Organizing this year’s limited hajj needed “double efforts” by Saudi authorities between the coronavirus pandemic, Saudi King Salman announced Friday after being discharged from hospital following gall bladder surgery.
Only up to 10,000 people already staying in the kingdom are engaging in this year’s pilgrimage, compared with 2019’s hajj gathering of some 2.5 million from around the world.
“Holding the ritual in the shadow of this pandemic… required reducing the numbers of pilgrims, but it obliged various official agencies to put in double efforts,” King Salman expressed in a speech read out on state television by Saudi acting media minister Majid Al-Qasabi.
“The hajj this year was restricted to a very limited number of people from multiple nationalities, ensuring the ritual was completed despite the difficult circumstances,” he read.
The speech came on the event of Eid al-Azha, the Muslim festival of sacrifice, a day after the king left hospital following a 10-day stay for surgery to remove his gall bladder.
The hajj, which began last Wednesday, is one of the five pillars of Islam and a must for able-bodied Muslims at least once in their lifetime.
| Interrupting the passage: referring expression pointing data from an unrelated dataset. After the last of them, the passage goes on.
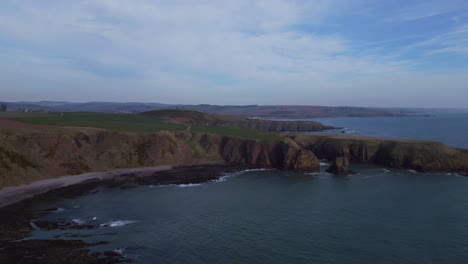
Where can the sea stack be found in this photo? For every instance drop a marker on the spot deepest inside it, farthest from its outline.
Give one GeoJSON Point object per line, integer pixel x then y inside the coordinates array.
{"type": "Point", "coordinates": [340, 167]}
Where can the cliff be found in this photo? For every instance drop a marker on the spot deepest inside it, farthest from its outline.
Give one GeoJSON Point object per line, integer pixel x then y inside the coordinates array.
{"type": "Point", "coordinates": [198, 118]}
{"type": "Point", "coordinates": [26, 156]}
{"type": "Point", "coordinates": [423, 156]}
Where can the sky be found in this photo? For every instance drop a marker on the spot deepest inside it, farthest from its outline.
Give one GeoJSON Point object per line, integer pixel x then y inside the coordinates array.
{"type": "Point", "coordinates": [387, 53]}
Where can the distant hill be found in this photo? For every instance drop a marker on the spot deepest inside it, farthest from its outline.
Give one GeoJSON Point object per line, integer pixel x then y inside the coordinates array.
{"type": "Point", "coordinates": [267, 111]}
{"type": "Point", "coordinates": [190, 117]}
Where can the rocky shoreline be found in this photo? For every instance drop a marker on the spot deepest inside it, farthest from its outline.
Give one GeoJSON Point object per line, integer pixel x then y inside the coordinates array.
{"type": "Point", "coordinates": [16, 221]}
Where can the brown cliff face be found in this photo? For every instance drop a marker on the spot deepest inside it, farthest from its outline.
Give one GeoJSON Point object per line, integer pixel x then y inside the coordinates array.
{"type": "Point", "coordinates": [32, 155]}
{"type": "Point", "coordinates": [423, 156]}
{"type": "Point", "coordinates": [194, 117]}
{"type": "Point", "coordinates": [340, 167]}
{"type": "Point", "coordinates": [26, 156]}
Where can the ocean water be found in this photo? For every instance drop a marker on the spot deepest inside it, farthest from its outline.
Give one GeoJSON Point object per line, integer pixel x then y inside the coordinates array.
{"type": "Point", "coordinates": [449, 128]}
{"type": "Point", "coordinates": [381, 215]}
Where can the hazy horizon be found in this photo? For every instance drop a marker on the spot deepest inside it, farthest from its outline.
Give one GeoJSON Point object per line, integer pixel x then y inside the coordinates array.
{"type": "Point", "coordinates": [401, 54]}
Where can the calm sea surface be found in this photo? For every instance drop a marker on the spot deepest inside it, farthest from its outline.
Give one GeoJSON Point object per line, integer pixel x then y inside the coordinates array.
{"type": "Point", "coordinates": [449, 128]}
{"type": "Point", "coordinates": [379, 216]}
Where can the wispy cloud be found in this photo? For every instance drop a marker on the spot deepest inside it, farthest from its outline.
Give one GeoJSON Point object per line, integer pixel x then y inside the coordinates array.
{"type": "Point", "coordinates": [212, 51]}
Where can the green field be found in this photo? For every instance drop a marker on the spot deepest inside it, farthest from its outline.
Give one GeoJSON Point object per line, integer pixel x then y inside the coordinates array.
{"type": "Point", "coordinates": [136, 123]}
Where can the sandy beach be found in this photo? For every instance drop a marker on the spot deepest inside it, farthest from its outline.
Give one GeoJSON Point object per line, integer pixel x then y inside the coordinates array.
{"type": "Point", "coordinates": [11, 195]}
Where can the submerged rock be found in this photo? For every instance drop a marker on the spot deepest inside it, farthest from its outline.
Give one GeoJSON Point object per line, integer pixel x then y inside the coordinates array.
{"type": "Point", "coordinates": [340, 167]}
{"type": "Point", "coordinates": [299, 160]}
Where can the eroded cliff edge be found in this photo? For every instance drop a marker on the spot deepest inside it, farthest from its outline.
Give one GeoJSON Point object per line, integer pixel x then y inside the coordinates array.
{"type": "Point", "coordinates": [27, 156]}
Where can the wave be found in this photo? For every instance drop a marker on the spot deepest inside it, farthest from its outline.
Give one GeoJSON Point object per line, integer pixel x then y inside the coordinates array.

Authorizations implemented the “highest health precautions” through the rituals, the king declared.
Pilgrims, who were all tested for the virus, are required to wear masks and observe social distancing.
For Friday’s “stoning of the devil”, the last major ritual of the hajj, Saudi authorities offered the pilgrims pebbles that were sanitized to protect against the pandemic.
In a sign that its strict measures were working, the health ministry reported no coronavirus cases in the holy sites on Wednesday or Thursday.